Just two weeks into his new job as vice president of communications for the largest group representing the health insurance industry, Speaker John Boehner's recently decamped press secretary Brendan Buck is helping to lead a barrage of attacks on the pharmaceutical industry.
In press release after press release, email after email, Buck and his new staff have dished out criticism — primarily on the topic of prescription-drug pricing — on behalf of his new employer, America's Health Insurance Plans, which represents thousands of insurers. Buck officially joined AHIP on May 14.
But in a twist, the man Buck followed as spokesman for the health insurance group, Robert Zirkelback, is now a mouthpiece for the drug companies that are being attacked by his former employer. Zirkelback left AHIP in April to become senior vice president of communications for the Pharmaceutical Research and Manufacturers of America, and started work there on May 5.
The result has been quite a feud, with the two as opposing generals in a war of words over the cost of prescription drugs.

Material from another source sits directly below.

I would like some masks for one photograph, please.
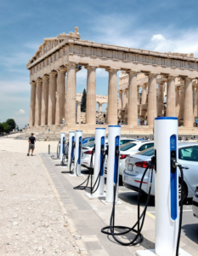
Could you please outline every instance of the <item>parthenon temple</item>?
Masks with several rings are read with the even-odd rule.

Good-government watchdogs, such as Craig Holman, senior legislative director for Public Citizen, call this another illustration of the revolving-door syndrome of Washington politics and lobbying.
Holman says the cross-pollination and relationships among Capitol Hill, K Street, and business interests are nurtured for short-term and longer-term mutual benefits. And consistency in allegiances can be fleeting.
In the drug-pricing fight, some are arguing that manufacturers need to balance their profits with the public good. They fear that the escalating prices for specialty drugs, in particular, are going to impact everyone in the health care system through increased premiums and cost-sharing.
Insurers, meanwhile, are under pressure to rein in rising premiums, and argue that keeping drug costs down is one way to accomplish that goal.
Enter hired guns Buck and Zirkelback.
In his three years working for Boehner, which included a stint as a spokesman for vice presidential candidate Paul Ryan, Buck was a prominent voice against the Affordable Care Act, and the main responder for the speaker against the White House generally. As recently as this spring, Buck was still defending the position that the health care law should be repealed and replaced.
But now he's the voice of a lobbying group that has become grudgingly supportive of most of the law — and also tasked with defending or explaining rising premiums or insurance-network shortcomings.
In the past 10 days, Buck has posted and sent out emails with such headlines as "In States, High Price of Specialty Drugs Threaten Access" and "Spotlight Shines Brightly on Exorbitant Prices of Specialty Drugs." Another missive dispatched by Buck's director of communications was entitled " 'Lightning Rod' Drug Sparks 'Fierce Debate' Over RX Prices." That item talked about news coverage (including in National Journal) that suggested the controversy over the high price of the latest Hepatitis C drug is, to many, "a sign of what's to come."
And on Thursday, Buck's staff put out another item containing excerpts of AHIP President and CEO Karen Ignagni discussing how she sees provider consolidation and specialty-drug prices driving "unsustainable health care costs."
Meanwhile, PhRMA has responded with a blog this week by Zirkelback on "The Reality of Prescription-Medicine Costs in Three Charts." The blog argues, among other things, that medicines account for a small and declining share of health care spending costs.
PhRMA also has released a study it commissioned showing that high deductibles and cost-sharing for medicines under the Obamacare exchanges put enrollees at risk and increased costs. And the drug industry released a "Cancer Chart Pack," which includes a section that discusses how "insurance covers a lower share of prescription drug-costs than of other medical services."
On Thursday, both men offered only limited comment on their roles in this fight, saying they'd prefer not be to drawn into the limelight and would prefer the attention be on the issues at hand.
"The focus should be about the issues and not the role of specific individuals," said Zirkelback, who also had a brief stint as press secretary for former Iowa GOP Rep. Jim Nussle.
Buck acknowledged that the fact that he's left Boehner's office for his job at AHIP — and that his predecessor is now a main voice for the drug makers in fending off the insurance group's attacks — "is interesting."
But he added, "I would also say it's not relevant." Asked later for a comment from Ignagni about Zirkelback — who until recently was her top spokesman — switching to the other side in the debate, Buck responded in an email, "You must be joking."